Universal resources for quantum computing
- URL: http://arxiv.org/abs/2303.03715v2
- Date: Wed, 8 Mar 2023 02:02:20 GMT
- Title: Universal resources for quantum computing
- Authors: D.-S. Wang
- Abstract summary: We develop the theory of universal resources in the setting of universal quantum computing model (UQCM)
We study three natural families of UQCMs in details: the amplitude family, the quasi-probability family, and the Hamiltonian family.
It also provides a rigorous framework to resolve puzzles, such as the role of entanglement vs. interference, and unravel resource-theoretic features of quantum algorithms.
- Score: 0.0
- License: http://creativecommons.org/licenses/by-nc-sa/4.0/
- Abstract: Unravelling the source of quantum computing power has been a major goal in
the field of quantum information science. In recent years, the quantum resource
theory (QRT) has been established to characterize various quantum resources,
yet their roles in quantum computing tasks still require investigation. The
so-called universal quantum computing model (UQCM), e.g., the circuit model,
has been the main framework to guide the design of quantum algorithms, creation
of real quantum computers etc. In this work, we combine the study of UQCM
together with QRT. We find on one hand, using QRT can provide a
resource-theoretic characterization of a UQCM, the relation among models and
inspire new ones, and on the other hand, using UQCM offers a framework to apply
resources, study relation among resources and classify them.

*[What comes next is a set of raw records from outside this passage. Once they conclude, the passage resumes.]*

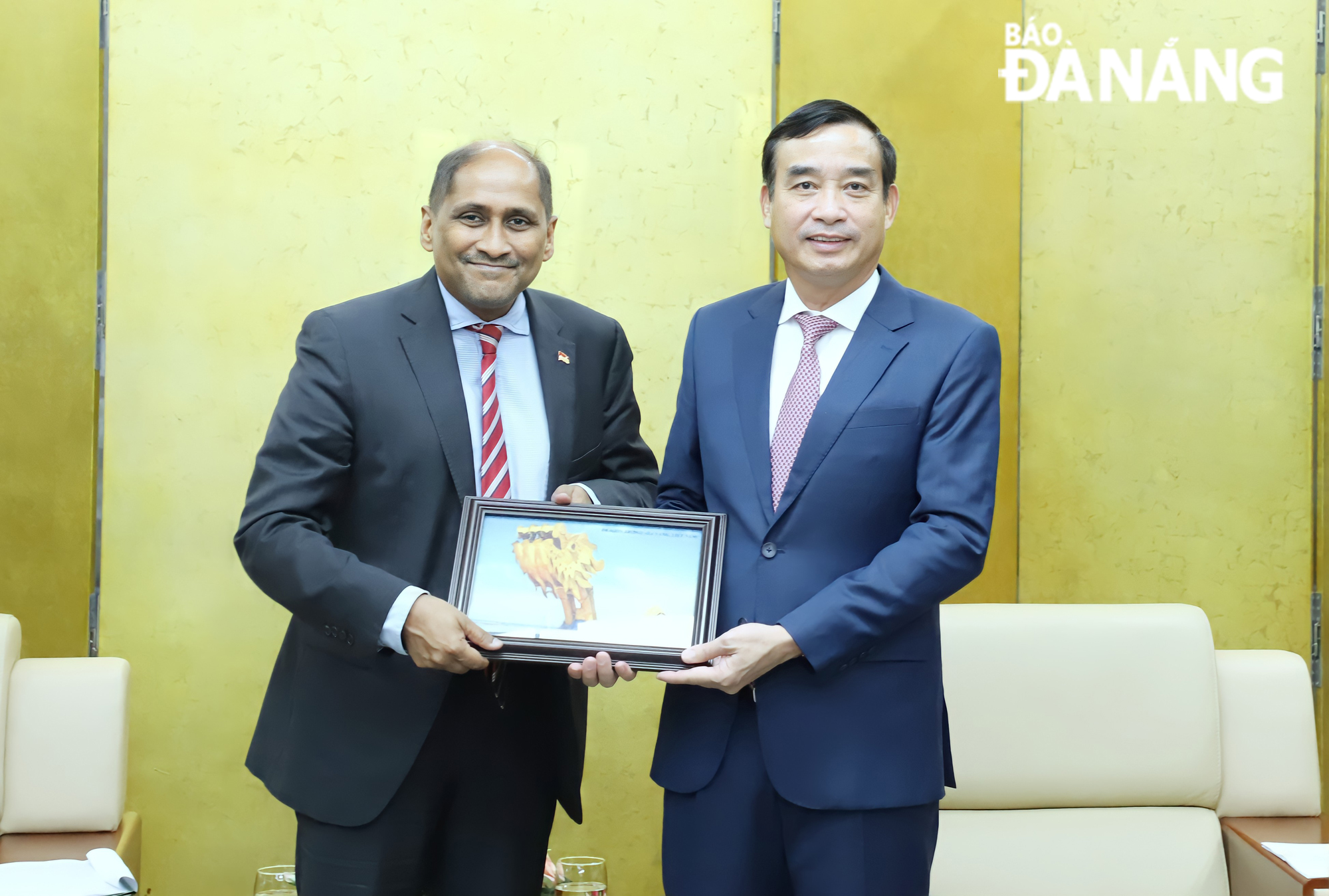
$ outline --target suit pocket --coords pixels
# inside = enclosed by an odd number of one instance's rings
[[[602,441],[597,441],[594,448],[567,461],[566,481],[575,483],[578,479],[586,479],[590,473],[599,469],[599,449],[603,444]]]
[[[917,638],[892,638],[863,654],[859,662],[926,662],[932,658],[933,651]]]
[[[847,429],[865,429],[867,427],[902,427],[918,421],[917,407],[902,408],[859,408],[849,417]]]

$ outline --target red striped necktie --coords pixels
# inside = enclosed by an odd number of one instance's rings
[[[480,497],[508,497],[512,475],[508,472],[508,445],[502,440],[502,417],[498,415],[498,340],[502,327],[476,323],[466,330],[480,334]]]

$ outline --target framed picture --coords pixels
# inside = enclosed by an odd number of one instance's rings
[[[488,657],[683,669],[715,637],[723,557],[723,513],[468,497],[448,600],[502,639]]]

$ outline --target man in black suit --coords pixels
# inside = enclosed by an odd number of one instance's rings
[[[453,150],[433,269],[296,339],[235,548],[292,614],[246,764],[296,812],[302,893],[530,896],[556,800],[581,820],[583,685],[633,673],[489,663],[443,600],[466,495],[654,503],[622,328],[526,288],[550,193],[517,145]]]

We develop the theory of universal resources in the setting of UQCM, and find
a rich spectrum of UQCMs and the corresponding universal resources. Depending
on a hierarchical structure of resource theories, we find models can be
classified into families. In this work, we study three natural families of
UQCMs in details: the amplitude family, the quasi-probability family, and the
Hamiltonian family. They include some well known models, like the
measurement-based model and adiabatic model, and also inspire new models such
as the contextual model we introduce. Each family contains at least a triplet
of models, and such a succinct structure of families of UQCMs offers a unifying
picture to investigate resources and design models. It also provides a rigorous
framework to resolve puzzles, such as the role of entanglement vs.
interference, and unravel resource-theoretic features of quantum algorithms.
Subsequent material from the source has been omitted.